Sensitivity pattern of Salmonella serotypes in Northern India
Brazilian Journal of Infectious Diseases
Background. Enteric fever continues to be a major public health problem, especially in the developing countries of the tropics. We determined the incidence of Salmonella bloodstream infections and their antimicrobial resistance patterns from May to August in the years 1997-2001 in Haryana, a large state of India. The minimum inhibitory concentration (MIC) was also determined for 60 isolates of S. typhi to various commonly used antimicrobial agents. Material and Methods. Blood cultures of 6,956
... cultures of 6,956 patients (PUO/septicemia) were processed by standard procedures and the Salmonella spp. isolates were identified with specific antisera and with standard biochemical tests. Antimicrobial susceptibilities were determined by Stokes disc diffusion method. The MIC of 60 randomly isolated strains of S. typhi was determined by agar dilution method using Mueller Hinton Agar medium. Results. Isolation rates of Salmonella spp. increased in 2000 and 2001. Multidrug resistance (MDR) in S. typhi had increased while in S. paratyphi it had decreased markedly. Ninety per cent chloramphenicol sensitivity was seen in S. typhi by MIC method.

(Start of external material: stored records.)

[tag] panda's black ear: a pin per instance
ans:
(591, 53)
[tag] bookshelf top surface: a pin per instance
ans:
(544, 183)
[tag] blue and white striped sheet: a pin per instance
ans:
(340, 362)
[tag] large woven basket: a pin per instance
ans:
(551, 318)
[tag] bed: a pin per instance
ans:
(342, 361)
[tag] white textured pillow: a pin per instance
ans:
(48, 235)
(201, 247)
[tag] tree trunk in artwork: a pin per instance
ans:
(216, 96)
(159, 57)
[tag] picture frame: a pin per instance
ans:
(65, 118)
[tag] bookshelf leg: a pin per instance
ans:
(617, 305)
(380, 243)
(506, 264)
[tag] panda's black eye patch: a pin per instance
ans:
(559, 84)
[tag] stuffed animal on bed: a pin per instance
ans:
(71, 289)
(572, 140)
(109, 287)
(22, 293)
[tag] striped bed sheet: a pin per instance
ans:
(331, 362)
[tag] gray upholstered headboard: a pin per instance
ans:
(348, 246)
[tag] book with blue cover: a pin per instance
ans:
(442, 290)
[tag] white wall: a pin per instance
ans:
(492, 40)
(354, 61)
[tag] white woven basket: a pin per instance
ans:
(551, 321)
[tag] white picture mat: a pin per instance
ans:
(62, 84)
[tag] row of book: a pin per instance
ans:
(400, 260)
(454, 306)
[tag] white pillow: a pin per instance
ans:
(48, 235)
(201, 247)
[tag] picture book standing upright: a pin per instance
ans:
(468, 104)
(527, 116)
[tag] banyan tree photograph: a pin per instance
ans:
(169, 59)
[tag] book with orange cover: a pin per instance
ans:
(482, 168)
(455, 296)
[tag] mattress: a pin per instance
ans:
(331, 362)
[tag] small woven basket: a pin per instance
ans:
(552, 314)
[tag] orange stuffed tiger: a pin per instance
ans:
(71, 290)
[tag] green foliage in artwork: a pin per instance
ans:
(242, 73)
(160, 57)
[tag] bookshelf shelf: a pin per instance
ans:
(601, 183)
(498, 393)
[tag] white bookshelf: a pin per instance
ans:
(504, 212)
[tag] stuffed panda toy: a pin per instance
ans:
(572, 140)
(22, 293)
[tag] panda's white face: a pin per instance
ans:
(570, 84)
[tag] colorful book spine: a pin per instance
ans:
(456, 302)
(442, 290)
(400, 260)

There was a decrease in the susceptibility to ciprofloxacin of S. typhi with MIC showing an upward trend. All S. typhi tested were sensitive to third generation cephalosporins and aminoglycosides with MIC well below the breakpoint. Discussion. Our study indicates that MDR in S. typhi is on the rise in our area. There is also re-emergence of chloramphenicol sensitivity. Rising MIC values of ciprofloxacin may lead to prolonged treatment, delayed recovery or pose treatment failure. Thus, sensitivity pattern of causative organism must be sought before instituting appropriate therapy to prevent further emergence of drug resistance.